Roughhouse Tommy Bailey
Oldham's Tommy Bailey had a bit of a reputation as a rough 'un inside the ring. Rough and very fit that is, because Tommy's stamina wasn't just the result of hours spent in the gymnasium but also a consequence of his preferred method of getting to venues, by bicycle. We are not just talking local. Dwight J Ingleburgh remembers the many times Tommy cycled from his home in Oldham to wrestle in Barnsley, and then cycled back again; a round trip of some sixty miles! Wrestling (and his bike) took Tommy around the north of England for the best part of thirty years, from the early 1950s until well into the 1970s. Tommy worked for the independent promoters, facing a range of opponents including Johnny saint, Fred Woolley, Cyril Knowles and Danny Flynn. The spirit of Tommy Bailey lives on with his grandson, Clinton Steel, who went on to mke his way in the wrestling world.

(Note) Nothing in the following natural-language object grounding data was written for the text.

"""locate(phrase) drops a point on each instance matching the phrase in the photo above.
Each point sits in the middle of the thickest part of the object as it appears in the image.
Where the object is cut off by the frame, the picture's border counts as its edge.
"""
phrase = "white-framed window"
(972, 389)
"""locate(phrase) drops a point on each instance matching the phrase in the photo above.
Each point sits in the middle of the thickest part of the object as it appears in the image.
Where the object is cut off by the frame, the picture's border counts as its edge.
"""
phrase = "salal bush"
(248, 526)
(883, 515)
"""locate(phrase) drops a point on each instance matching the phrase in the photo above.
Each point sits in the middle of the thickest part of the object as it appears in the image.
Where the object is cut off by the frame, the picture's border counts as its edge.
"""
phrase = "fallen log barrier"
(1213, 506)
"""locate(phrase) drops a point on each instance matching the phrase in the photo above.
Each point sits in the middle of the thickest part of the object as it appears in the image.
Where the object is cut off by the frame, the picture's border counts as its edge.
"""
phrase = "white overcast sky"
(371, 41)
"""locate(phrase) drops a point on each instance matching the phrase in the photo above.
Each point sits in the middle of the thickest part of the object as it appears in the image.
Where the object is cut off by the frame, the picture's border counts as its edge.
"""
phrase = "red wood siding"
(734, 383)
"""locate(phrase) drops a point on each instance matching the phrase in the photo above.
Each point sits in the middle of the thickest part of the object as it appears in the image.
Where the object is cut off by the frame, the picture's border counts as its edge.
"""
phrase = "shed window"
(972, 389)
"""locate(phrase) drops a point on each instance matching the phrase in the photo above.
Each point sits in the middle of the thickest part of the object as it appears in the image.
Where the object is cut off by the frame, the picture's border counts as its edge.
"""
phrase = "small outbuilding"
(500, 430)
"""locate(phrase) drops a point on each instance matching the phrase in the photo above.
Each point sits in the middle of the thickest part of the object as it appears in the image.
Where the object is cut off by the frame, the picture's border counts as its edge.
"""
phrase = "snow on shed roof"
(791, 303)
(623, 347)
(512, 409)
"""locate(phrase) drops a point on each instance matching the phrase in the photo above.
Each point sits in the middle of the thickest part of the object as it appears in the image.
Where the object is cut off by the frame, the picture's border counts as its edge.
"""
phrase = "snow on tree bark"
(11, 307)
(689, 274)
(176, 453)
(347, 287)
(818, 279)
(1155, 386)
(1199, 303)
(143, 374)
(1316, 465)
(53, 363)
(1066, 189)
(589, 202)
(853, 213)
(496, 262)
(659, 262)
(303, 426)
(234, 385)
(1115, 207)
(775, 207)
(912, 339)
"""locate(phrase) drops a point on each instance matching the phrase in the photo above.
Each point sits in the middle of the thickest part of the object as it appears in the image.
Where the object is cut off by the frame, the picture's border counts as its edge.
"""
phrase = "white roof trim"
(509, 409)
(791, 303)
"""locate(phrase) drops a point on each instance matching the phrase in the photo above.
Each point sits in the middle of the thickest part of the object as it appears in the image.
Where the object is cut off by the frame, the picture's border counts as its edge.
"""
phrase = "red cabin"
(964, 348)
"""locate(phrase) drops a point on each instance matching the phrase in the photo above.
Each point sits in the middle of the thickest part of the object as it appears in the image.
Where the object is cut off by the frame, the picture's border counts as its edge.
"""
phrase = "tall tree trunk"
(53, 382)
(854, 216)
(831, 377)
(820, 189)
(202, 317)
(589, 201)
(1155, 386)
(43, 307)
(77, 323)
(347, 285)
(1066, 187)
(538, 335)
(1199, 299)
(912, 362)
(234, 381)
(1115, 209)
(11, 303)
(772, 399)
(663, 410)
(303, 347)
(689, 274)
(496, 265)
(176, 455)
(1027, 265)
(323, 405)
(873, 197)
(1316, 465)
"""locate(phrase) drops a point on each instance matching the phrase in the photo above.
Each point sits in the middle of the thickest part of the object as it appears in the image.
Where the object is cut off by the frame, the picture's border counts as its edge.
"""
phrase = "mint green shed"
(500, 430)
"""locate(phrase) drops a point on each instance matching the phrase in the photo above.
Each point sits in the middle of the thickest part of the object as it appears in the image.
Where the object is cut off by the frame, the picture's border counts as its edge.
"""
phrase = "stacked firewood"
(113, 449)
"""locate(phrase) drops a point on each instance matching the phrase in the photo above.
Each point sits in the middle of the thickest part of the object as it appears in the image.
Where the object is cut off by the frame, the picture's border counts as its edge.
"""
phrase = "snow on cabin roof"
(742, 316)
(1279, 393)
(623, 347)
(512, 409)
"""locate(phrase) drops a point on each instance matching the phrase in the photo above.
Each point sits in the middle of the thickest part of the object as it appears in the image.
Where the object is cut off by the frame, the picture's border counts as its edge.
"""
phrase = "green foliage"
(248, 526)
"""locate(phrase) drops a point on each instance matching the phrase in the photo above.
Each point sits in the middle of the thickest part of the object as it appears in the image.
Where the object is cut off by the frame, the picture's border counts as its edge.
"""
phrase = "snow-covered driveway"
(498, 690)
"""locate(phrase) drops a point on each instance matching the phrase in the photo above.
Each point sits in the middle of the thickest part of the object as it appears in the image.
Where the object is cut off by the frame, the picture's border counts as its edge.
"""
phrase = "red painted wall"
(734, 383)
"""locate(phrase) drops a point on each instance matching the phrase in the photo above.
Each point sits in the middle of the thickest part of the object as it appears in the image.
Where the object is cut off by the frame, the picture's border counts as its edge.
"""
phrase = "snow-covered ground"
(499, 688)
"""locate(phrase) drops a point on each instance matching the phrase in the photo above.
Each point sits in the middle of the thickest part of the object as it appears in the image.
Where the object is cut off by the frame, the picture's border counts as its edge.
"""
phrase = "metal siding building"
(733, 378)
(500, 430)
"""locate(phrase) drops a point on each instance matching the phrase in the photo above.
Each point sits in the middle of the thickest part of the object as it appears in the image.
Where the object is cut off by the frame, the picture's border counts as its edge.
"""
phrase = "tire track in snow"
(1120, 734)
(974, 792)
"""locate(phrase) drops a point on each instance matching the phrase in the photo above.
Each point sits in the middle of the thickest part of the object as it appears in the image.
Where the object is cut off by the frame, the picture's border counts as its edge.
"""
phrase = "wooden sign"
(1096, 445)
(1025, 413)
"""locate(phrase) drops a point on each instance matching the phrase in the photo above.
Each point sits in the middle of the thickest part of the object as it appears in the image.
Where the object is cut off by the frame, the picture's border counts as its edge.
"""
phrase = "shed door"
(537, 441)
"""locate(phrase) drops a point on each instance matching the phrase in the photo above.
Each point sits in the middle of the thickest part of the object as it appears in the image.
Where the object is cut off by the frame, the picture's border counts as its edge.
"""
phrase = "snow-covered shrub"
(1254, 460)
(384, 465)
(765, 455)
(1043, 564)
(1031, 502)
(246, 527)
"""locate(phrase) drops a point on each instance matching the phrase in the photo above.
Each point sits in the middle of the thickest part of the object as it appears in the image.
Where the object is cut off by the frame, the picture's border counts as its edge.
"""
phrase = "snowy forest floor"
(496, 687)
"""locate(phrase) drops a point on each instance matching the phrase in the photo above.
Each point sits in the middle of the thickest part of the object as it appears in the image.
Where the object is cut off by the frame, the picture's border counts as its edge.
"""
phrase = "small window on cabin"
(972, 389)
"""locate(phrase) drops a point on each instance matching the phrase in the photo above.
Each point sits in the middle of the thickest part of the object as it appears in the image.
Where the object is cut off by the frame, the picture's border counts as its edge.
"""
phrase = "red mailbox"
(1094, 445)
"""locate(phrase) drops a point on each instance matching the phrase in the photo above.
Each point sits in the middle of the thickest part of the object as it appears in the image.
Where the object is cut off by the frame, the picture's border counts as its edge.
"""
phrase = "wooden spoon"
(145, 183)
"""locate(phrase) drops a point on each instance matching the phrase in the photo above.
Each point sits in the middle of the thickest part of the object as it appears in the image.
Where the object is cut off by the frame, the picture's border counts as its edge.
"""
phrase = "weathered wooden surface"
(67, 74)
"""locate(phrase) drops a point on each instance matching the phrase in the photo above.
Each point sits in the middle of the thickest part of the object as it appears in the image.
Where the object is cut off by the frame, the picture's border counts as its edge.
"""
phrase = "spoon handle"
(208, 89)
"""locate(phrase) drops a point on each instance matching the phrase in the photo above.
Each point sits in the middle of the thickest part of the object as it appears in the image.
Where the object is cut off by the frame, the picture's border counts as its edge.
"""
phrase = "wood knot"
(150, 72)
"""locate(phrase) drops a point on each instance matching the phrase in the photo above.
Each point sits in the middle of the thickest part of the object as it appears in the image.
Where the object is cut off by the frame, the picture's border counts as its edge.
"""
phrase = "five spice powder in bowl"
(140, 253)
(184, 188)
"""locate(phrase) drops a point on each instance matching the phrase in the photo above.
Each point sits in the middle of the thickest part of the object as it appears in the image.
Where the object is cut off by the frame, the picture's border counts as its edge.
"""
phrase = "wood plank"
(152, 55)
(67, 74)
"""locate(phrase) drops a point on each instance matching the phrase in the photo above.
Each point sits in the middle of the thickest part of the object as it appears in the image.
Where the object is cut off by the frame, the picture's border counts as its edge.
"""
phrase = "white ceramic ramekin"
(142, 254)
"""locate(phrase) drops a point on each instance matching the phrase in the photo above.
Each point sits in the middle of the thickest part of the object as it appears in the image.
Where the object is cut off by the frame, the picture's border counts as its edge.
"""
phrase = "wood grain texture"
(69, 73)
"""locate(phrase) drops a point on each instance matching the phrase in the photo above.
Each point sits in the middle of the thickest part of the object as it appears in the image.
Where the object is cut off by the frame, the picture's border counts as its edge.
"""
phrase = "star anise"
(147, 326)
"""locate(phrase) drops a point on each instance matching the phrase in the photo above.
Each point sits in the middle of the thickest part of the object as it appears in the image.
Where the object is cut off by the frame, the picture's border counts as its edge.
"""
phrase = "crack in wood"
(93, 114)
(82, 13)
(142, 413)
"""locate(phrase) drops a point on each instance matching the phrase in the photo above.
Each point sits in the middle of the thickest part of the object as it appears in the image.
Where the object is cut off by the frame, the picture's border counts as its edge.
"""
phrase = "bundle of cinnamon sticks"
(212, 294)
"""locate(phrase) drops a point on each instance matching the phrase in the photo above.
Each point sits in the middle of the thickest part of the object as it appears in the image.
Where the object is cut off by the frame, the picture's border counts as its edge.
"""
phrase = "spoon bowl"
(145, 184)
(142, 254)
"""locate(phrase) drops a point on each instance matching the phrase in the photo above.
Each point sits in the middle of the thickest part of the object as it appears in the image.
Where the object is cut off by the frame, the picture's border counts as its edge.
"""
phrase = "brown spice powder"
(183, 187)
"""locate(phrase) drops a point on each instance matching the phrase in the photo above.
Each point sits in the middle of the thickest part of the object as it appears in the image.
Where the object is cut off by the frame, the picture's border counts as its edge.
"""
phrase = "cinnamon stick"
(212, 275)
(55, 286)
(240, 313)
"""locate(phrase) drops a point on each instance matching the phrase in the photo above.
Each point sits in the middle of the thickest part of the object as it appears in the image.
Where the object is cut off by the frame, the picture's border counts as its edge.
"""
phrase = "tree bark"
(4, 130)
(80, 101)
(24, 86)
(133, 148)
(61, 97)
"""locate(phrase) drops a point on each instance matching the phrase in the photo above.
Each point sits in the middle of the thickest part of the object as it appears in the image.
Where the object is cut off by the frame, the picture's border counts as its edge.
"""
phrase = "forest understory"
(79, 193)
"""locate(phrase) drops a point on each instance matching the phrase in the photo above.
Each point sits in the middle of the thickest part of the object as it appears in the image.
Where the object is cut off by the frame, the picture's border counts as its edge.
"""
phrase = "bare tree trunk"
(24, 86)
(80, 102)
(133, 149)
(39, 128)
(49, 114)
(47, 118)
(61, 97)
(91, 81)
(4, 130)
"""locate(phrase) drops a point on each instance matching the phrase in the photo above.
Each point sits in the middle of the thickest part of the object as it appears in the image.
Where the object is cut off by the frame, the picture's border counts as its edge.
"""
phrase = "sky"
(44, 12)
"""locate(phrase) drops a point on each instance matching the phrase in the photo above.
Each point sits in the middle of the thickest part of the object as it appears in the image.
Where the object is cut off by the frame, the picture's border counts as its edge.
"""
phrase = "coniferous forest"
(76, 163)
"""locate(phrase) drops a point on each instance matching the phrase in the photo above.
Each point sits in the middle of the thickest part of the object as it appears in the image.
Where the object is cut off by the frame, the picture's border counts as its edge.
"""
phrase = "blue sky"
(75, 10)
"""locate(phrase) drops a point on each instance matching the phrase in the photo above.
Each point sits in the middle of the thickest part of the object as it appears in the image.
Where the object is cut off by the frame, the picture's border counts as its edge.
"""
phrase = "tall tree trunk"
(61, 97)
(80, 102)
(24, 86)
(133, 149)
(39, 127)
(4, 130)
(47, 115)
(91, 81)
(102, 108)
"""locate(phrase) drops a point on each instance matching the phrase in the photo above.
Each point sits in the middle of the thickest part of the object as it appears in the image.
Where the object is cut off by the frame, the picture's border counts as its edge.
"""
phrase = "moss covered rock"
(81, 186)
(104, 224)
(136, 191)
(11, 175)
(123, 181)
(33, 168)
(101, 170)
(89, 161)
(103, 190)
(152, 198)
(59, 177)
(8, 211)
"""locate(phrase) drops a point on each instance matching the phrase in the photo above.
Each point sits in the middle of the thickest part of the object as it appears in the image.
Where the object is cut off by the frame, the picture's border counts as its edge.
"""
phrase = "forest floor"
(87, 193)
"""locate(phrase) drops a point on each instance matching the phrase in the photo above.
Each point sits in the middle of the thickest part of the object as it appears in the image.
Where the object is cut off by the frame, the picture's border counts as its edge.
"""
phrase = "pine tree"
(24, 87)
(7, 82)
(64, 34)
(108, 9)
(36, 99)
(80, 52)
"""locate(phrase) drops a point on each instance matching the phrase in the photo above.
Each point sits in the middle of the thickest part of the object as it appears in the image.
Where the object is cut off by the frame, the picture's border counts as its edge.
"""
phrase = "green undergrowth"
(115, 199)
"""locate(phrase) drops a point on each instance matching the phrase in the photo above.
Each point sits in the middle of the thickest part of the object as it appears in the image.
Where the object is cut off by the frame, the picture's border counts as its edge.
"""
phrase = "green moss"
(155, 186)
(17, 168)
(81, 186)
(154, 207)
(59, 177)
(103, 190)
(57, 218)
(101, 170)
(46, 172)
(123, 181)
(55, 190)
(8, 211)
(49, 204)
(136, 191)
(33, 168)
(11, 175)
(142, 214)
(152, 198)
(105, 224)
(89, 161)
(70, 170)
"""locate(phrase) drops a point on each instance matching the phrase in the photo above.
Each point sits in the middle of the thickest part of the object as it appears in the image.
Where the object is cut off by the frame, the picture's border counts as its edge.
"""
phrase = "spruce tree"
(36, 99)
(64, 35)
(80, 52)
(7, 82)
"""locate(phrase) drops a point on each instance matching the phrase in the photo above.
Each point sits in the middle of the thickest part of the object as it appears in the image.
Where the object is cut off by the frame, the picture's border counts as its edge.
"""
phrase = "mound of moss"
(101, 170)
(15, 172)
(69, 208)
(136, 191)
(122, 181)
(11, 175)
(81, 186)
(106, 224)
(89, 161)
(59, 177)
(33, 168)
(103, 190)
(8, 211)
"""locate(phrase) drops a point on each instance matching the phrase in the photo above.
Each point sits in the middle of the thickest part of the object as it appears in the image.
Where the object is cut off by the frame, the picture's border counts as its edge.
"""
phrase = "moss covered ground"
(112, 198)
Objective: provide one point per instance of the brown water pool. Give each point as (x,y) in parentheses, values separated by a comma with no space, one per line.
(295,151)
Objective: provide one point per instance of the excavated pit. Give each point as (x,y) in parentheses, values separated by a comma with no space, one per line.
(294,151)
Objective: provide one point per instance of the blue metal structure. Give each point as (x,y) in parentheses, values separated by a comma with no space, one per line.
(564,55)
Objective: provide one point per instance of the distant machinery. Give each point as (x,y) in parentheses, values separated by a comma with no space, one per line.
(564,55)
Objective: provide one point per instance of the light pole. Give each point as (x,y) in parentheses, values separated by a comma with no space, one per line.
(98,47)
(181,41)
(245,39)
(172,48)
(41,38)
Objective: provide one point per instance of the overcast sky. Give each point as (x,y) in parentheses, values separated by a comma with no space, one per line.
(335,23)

As the Mountevans era reached it's twilight years a new star erupted onto the wrestling scene. Peter Bainbridge was the teenage lightweight wrestling sensation of the 1980s, defeating Johnny Lee at the Royal Albert Hall in April, 1987, on All Star Promotions one and only show at Britain's premier venue. He turned professional aged fifteen and within his first three years as a professional held the European lightweight title a remarkable three times. He beat Jon Cortez for the title in Bath on 25th February, 1987, before losing and regaining it from Jim Breaks finally losing to Breaks for the third time in April, 1988. Could it have happened in the old days? We doubt it, and suspect that Peter's meteoric rise tells us more about the state of wrestling than about Peter Bainbridge. Our opinions may be unfair to the young wrestler as by 1988 we had long ago lost interest in wrestling. We would welcome the opinions of our more knowledgeable 1980s fans.